Ensemble, dans le cadre d'une émission hebdomadaire qu'ils animent à une station privée, ils s'en sont donné à coeur joie. Le mot «racistes» a été lancé, subtil. Et puis, le meilleur: «larves» (maggots)...

«Ce qu'il faut comprendre, m'a expliqué Vince, et plusieurs autres que j'ai rencontrés, c'est qu'il y a une fracture entre le Toronto central et le Toronto des anciennes banlieues comme Etobicoke.» Une fracture idéologique, culturelle. Dans les quartiers du centre comme Parkdale ou dans la Petite Italie, devenue bobo à fond, on ne veut pas d'un maire ouvertement homophobe qui méprise les transports en commun, de cet entraîneur de football en surpoids qui se met en grande fanfare au régime et enjoint tout le monde à le suivre, pour ensuite tricher, se ruer au PFK et abandonner sans s'excuser.

«Embarrassing», est le mot qui revient le plus souvent le long des très branchées rues College, Ossington ou Queen West. Gênant.

Et à Etobicoke, entre les gazons manucurés, les drapeaux du Canada et les petites églises remplies, autre son de cloche.

On aime bien le personnage. Son style plaît. Son choix d'affronter les establishments du centre-ville trouve preneur. On observe un peu, dans cette dichotomie, la fracture qui marquait le Québec au printemps dernier. Une certaine gauche urbaine contre une certaine droite suburbaine.

À Toronto, la Ford Nation trouve que le maire affronte comme il se doit la non-banlieue amatrice de toits verts et de vélo - les «pinkos», pour reprendre une expression lancée par nul autre que le commentateur sportif Don Cherry, au moment de l'élection de Ford.

«Il accepte de toucher à des intouchables, c'est pour cela que les médias le détestent et sont contre lui», explique Jama Farah, chauffeur de taxi d'origine somalienne, ancien résidant d'Etobicoke.

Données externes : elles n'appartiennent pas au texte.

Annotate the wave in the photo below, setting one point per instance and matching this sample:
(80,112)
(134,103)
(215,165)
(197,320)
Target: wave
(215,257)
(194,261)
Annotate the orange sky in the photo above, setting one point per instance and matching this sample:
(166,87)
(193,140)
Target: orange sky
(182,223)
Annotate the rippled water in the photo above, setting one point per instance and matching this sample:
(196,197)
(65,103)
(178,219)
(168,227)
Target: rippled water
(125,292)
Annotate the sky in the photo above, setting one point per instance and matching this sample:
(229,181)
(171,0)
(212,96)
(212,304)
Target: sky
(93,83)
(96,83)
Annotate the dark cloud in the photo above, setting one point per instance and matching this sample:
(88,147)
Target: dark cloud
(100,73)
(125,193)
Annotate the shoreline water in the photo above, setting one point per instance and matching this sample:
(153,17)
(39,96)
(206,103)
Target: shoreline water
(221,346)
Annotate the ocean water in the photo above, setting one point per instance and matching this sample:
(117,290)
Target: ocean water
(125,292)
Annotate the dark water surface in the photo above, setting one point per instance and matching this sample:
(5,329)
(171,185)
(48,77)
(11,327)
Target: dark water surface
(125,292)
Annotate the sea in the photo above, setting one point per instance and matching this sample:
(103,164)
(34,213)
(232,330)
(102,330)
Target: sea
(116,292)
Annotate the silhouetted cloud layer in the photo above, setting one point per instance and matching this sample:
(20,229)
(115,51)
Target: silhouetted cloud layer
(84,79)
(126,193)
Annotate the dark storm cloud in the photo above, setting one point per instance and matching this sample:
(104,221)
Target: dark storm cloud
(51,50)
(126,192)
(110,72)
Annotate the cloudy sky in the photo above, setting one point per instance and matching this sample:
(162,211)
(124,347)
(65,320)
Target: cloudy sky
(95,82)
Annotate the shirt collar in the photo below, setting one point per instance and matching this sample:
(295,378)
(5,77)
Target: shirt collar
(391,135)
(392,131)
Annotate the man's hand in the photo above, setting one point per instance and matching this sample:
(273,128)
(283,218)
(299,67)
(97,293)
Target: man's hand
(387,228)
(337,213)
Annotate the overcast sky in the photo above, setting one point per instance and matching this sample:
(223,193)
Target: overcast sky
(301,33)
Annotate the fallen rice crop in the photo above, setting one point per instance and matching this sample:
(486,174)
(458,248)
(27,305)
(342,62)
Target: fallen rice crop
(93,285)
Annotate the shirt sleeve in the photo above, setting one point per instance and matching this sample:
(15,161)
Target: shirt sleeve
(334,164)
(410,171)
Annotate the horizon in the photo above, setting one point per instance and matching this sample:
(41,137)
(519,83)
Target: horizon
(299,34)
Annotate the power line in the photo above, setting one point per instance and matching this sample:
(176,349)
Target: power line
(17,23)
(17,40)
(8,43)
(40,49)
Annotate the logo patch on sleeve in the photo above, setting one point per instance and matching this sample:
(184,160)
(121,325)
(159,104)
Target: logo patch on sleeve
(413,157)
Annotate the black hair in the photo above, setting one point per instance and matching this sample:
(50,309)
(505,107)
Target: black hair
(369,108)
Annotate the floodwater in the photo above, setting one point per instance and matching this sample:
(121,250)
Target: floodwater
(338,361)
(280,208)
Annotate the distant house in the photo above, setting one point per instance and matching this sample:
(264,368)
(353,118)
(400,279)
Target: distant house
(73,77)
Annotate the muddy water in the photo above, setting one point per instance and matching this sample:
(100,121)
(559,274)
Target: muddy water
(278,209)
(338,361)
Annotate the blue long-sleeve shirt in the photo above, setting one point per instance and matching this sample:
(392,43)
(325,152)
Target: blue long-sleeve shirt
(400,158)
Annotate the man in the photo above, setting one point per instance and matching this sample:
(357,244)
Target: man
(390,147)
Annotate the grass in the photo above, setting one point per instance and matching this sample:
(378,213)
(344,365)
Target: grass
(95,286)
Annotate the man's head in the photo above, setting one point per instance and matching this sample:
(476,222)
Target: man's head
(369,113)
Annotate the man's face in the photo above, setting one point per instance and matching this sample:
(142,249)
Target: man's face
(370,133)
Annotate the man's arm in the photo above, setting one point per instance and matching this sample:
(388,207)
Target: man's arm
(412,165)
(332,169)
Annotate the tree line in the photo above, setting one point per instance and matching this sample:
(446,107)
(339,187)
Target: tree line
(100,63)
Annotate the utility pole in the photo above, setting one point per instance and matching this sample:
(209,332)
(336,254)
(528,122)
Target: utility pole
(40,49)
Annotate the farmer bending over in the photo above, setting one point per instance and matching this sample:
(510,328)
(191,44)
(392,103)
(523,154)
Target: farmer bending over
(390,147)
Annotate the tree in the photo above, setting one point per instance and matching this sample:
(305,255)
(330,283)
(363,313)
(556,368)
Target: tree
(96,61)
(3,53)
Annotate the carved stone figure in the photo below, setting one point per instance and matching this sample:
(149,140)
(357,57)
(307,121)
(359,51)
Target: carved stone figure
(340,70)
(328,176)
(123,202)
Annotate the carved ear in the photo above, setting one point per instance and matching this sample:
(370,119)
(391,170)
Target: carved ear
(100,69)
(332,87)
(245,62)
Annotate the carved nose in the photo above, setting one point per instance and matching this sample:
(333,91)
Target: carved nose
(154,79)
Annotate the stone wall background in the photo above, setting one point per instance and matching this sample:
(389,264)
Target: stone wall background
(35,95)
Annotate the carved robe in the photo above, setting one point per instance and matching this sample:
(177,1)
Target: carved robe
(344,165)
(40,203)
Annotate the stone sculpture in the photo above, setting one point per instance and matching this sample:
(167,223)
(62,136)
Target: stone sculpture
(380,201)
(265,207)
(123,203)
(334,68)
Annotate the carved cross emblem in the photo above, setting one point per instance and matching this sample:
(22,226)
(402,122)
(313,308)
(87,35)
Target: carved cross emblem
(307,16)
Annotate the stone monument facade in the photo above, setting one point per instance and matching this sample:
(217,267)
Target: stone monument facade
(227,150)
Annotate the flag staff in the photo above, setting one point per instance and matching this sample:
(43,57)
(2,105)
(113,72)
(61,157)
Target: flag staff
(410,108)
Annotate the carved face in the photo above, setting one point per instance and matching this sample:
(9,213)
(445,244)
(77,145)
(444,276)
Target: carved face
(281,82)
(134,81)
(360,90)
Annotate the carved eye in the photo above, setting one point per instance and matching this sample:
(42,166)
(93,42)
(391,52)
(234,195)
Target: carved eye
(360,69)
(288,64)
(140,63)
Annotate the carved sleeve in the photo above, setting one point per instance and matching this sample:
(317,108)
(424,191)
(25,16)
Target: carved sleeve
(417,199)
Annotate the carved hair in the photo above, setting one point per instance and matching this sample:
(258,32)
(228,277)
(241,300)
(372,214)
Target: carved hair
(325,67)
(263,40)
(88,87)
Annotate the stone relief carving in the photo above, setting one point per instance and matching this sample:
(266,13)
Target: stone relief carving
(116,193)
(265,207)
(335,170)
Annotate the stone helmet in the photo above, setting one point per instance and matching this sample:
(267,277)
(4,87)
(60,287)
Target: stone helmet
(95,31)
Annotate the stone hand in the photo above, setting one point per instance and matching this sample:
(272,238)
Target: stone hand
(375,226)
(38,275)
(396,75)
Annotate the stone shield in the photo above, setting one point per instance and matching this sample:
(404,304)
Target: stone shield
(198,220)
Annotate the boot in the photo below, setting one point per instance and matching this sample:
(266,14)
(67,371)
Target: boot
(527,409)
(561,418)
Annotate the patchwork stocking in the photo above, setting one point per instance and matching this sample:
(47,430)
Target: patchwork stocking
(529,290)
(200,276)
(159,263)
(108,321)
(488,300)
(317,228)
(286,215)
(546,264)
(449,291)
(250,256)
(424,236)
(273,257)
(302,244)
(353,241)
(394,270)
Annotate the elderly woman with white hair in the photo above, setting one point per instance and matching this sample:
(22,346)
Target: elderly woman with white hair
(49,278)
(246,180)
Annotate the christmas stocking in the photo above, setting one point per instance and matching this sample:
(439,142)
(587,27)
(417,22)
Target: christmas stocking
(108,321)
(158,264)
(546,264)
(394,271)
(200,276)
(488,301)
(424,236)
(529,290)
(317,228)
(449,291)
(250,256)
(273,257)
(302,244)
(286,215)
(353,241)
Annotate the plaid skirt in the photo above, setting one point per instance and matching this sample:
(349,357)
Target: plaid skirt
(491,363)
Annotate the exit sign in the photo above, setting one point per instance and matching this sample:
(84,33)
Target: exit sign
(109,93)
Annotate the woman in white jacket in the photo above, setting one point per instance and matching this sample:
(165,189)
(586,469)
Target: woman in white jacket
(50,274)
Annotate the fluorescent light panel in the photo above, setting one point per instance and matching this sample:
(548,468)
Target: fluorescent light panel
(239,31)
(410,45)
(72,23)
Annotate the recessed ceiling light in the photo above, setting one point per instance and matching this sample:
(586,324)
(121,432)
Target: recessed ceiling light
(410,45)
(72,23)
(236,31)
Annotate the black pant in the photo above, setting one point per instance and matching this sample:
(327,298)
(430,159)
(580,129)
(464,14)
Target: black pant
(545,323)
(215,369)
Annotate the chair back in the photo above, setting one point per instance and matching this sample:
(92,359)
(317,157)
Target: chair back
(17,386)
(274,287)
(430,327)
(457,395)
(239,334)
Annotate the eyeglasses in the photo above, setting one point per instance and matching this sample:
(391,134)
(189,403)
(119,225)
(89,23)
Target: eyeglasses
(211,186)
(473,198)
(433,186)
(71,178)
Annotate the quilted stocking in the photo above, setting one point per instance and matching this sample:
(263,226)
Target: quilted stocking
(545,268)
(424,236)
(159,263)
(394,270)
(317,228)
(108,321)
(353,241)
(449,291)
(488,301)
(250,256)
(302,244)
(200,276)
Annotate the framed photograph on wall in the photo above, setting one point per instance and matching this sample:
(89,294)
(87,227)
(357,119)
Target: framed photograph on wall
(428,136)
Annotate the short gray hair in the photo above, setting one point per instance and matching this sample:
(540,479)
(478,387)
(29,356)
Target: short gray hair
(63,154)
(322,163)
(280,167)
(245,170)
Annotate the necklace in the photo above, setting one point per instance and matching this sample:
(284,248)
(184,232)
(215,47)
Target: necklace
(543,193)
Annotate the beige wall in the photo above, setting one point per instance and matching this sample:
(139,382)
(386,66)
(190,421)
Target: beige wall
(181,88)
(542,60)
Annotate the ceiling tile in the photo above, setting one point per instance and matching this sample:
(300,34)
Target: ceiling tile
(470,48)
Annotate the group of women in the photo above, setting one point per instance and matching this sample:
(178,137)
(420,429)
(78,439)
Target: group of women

La décision de ne pas aller à la journée de la fierté gaie, par exemple, a beaucoup plu dans certains quartiers. «Il respecte la religion», dit M. Farah.

Et le crack, alors?

Pas très religieux tout ça...

«Cela relève de la vie privée du maire», répond-il.

«L'important, c'est qu'au travail, il fait ce qu'il dit qu'il va faire. Quand il était conseiller à Etobicoke, c'était toujours efficace, facile, d'avoir des réponses.»

Hier, à son émission de radio, c'est d'ailleurs sur ça que Rob Ford a insisté. Le travail. Ce qui a été accompli.

Mais est-ce que tout le monde a été impressionné par le maire et son frère, qui disent: «pas notre faute si on n'est pas des gars un peu colorés» ? Et Rob qui dit qu'il ne vérifie pas toujours les CV des gens avec qui il se fait photographier...

«Moi, je crois absolument tout du reportage du Globe», a commenté une autre électrice d'Etobicoke, qui a préféré ne pas être identifiée. «J'ai grandi tout près de chez eux. Ces deux gars-là sont des intimidateurs arrogants. Des bouffons. Tout ça me rend dingue. Surtout que cette ville a vraiment d'autres chats à fouetter.»